However, he never shall know the truth.
And now there is some chance of my getting something to do. We had a letter to-night from Christie & Howden, the writers to the Signet, saying that they desire an interview with me, in view of a possible appointment. We can't imagine what it means, but I am full of hopes. I go to-morrow morning to see them, and I shall let you know the result.

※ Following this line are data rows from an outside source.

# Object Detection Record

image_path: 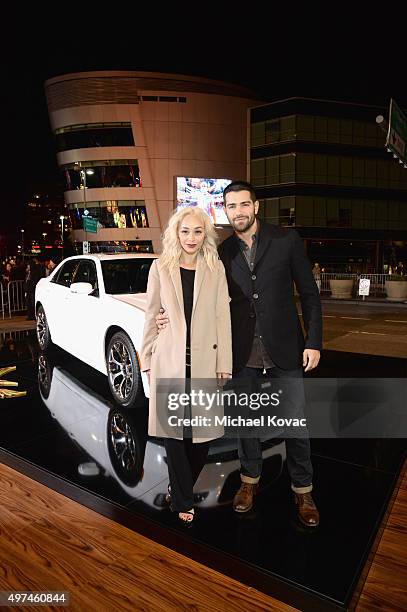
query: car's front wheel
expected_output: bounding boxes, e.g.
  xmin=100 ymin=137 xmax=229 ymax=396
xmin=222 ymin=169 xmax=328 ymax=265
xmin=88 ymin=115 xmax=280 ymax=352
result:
xmin=106 ymin=332 xmax=144 ymax=407
xmin=37 ymin=304 xmax=52 ymax=351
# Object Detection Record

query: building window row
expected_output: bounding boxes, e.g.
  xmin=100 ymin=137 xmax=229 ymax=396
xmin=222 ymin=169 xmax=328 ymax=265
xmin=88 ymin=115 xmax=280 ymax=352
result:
xmin=140 ymin=96 xmax=187 ymax=104
xmin=251 ymin=153 xmax=407 ymax=189
xmin=61 ymin=159 xmax=142 ymax=191
xmin=259 ymin=196 xmax=407 ymax=230
xmin=69 ymin=200 xmax=149 ymax=230
xmin=251 ymin=115 xmax=385 ymax=148
xmin=55 ymin=123 xmax=135 ymax=152
xmin=73 ymin=239 xmax=154 ymax=255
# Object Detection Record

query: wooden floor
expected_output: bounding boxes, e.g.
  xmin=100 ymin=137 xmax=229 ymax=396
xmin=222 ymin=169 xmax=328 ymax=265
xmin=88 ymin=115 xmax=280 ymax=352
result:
xmin=0 ymin=465 xmax=407 ymax=612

Good-bye, my dear Bertie! Your life flows in a steady stream, and mine in a broken torrent. Yet I would have every detail of what happens to you.
IV.
HOME, 1st December, 1881.
I may be doing you an injustice, Bertie, but it seemed to me in your last that there were indications that the free expression of my religious views had been distasteful to you. That you should disagree with me I am prepared for; but that you should object to free and honest discussion of those subjects which above all others men should be honest over, would, I confess, be a disappointment. The Freethinker is placed at this disadvantage in ordinary society, that whereas it would be considered very bad taste upon his part to obtrude his unorthodox opinion, no such consideration hampers those with whom he disagrees. There was a time when it took a brave man to be a Christian. Now it takes a brave man not to be. But if we are to wear a gag, and hide our thoughts when writing in confidence to our most intimate----no, but I won't believe it. You and I have put up too many thoughts together and chased them where-ever{sic} they would double, Bertie; so just write to me like a good fellow, and tell me that I am an ass. Until I have that comforting assurance, I shall place a quarantine upon everything which could conceivably be offensive to you.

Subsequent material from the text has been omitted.